2. How to choose loss function?
    1. Regression Problem  
        1. Mean Squared Error
        2. Mean Absolute Error Loss
        3. Huber Loss (Smooth Mean Absolute Error)
3. Binary Classification Problem   
    1. Binary Cross Entropy Loss
    2. Hinge Loss
5. Multi-Class Classification Problem  
    1. Categorical Cross Entropy
    2. Sparse Categorical Cross Entropy
    3. Kullback Leibler (KL) Divergence Loss

In [1]:
# import numpy, tensorflow, norm from scipy, matplotlib  libraries
import numpy as np
import tensorflow as tf
from scipy.linalg import norm
import matplotlib.pyplot as plt




# What is loss function?

It is a method of evaluating how well your algorithm models your dataset. If your predictions are totally wrong, your loss function will output a higher number. If they are pretty good, it will output a lower number. As you change pieces of your algorithm to try and improve your model, your loss function will tell you if you are getting close to your goal or getting away.

# Note:

A lot of the loss functions that you see implemented in machine learning can get complex and confusing. But if you remember the end goal of all loss functions—measuring how well your algorithm is doing on your dataset—you can keep that complexity in check.

There are many functions that could be used to estimate the error of a set of weights in a neural network.

We need a function that will reach to a ser of weights after each iteration. These weights will result in improved performance and lesser loss value.

The loss function gets the weights based on historical training data.

We have a training dataset with one or more input variables and we require a model to estimate model weight parameters that best map examples of the inputs to the output or target variable.

Given input, the model is trying to make predictions that match the data distribution of the target variable. A loss function estimates how closely the distribution of predictions made by a model matches the distribution of target variables in the training data.

# Cross Entropy

The error between two probability distributions is measured using cross-entropy.

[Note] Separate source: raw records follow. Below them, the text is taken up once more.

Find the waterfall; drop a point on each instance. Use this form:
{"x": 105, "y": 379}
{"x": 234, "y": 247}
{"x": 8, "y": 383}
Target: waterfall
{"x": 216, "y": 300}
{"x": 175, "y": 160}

When modeling a classification problem where we are interested in mapping input variables to a class label, we can model the problem as predicting the probability of an example belonging to each class. In a binary classification problem, there would be two classes, so we may predict the probability of the example belonging to the first class. In the case of multiple-class classification, we can predict a probability for the example belonging to each of the classes.

In the training dataset, the probability of an example belonging to a given class would be 1 or 0, as each sample in the training dataset is a known example from the domain. We know the answer.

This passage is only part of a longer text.